I took a deep breath. And then I soared down the hill, and up the hill, and I didn’t stop until I was back in front of the cabin, hooting and pumping my fist.
The strangers came soaring behind me, pulling off to where I danced in the sick cabin’s driveway. Claire gave me directions to get to the farm from around the other side of the road, and I repeated them back to her.
“You guys are the best,” I said. “Thank you so much for leaving your warm homes on a Saturday to help a random person in the snow.” I wanted to give them something: money, food, child surrogacy if they wanted it, whatever, what could repay this?
“Bah!” they shrugged, laughing. And they tore off and away; minutes later the falling snow had swallowed the bright blue truck up into its white blurry expanse. I stood there a moment, still searching the horizon, and then I got back into my car and drove to the farm. I was only two hours late.

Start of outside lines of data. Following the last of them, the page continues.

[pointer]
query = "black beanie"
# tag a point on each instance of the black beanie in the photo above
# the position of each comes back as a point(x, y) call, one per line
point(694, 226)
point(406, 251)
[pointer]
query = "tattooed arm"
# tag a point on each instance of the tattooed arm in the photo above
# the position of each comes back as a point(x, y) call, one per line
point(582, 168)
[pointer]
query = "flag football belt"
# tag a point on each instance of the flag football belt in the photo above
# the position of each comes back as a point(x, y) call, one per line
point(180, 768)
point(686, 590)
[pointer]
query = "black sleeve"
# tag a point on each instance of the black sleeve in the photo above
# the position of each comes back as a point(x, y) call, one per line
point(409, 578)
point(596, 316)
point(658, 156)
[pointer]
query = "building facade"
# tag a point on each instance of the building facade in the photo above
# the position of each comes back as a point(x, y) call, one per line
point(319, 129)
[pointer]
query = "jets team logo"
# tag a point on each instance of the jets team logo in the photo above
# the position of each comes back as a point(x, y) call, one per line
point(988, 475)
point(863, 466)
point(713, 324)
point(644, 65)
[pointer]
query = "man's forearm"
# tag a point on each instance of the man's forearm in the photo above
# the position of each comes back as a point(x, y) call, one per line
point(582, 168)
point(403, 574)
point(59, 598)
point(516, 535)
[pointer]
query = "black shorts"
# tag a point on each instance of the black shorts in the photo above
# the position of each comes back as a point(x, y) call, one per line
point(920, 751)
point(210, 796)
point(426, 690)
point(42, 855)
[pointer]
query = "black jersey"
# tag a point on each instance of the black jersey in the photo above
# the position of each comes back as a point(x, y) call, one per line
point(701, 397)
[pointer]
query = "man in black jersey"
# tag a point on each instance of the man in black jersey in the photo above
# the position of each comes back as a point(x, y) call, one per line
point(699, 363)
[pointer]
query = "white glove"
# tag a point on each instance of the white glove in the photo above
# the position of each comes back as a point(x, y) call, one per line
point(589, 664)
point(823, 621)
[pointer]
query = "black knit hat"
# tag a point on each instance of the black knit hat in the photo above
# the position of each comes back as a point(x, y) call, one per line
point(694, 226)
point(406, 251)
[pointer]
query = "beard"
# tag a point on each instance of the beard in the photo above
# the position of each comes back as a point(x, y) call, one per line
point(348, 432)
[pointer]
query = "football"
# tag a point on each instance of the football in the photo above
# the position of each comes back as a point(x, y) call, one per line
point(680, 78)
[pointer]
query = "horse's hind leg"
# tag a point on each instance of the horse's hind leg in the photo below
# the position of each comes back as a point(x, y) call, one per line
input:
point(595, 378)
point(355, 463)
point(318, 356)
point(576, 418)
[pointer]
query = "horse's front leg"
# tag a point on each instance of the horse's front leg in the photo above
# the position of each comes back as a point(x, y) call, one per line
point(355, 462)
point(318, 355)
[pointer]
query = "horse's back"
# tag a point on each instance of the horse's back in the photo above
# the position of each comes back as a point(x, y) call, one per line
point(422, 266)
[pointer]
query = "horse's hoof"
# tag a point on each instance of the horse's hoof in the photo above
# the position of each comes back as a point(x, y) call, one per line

I’ve been thinking a lot about how four strangers transformed a day for me, from frightening and hopeless and isolated to … silly, raucous, convivial.
They could have ignored the random person at the door (I do it all the time). They could have made me wait for hours, they could have been grumpy or tired, they could have not gone the extra mile in lots of ways. But they heard a random person was stuck in the snow and they all called each other and showed up ready to party.
We’re all affecting each other all of the time, for the better, and of course for the worse too. We cut each other off in traffic, we’re gruff and rude in our self-centeredness, or we look at our phones and say nothing at all. But then there’s the grocery clerk you laugh with, the knowing look shared with another parent at the playground, the feeling when a health worker wants to put you at ease. I think strangers might shape our days and our outlook as much as our own family members do.
Citizens are being illegally pulled out of their homes and workplaces and separated from their children, protesters are being beaten: the entire country can feel like an unknown cabin in the woods with a loudly barking dog. Which way, many of our fellow strangers are wondering, is this going to go today?
They take a deep breath and knock on the door.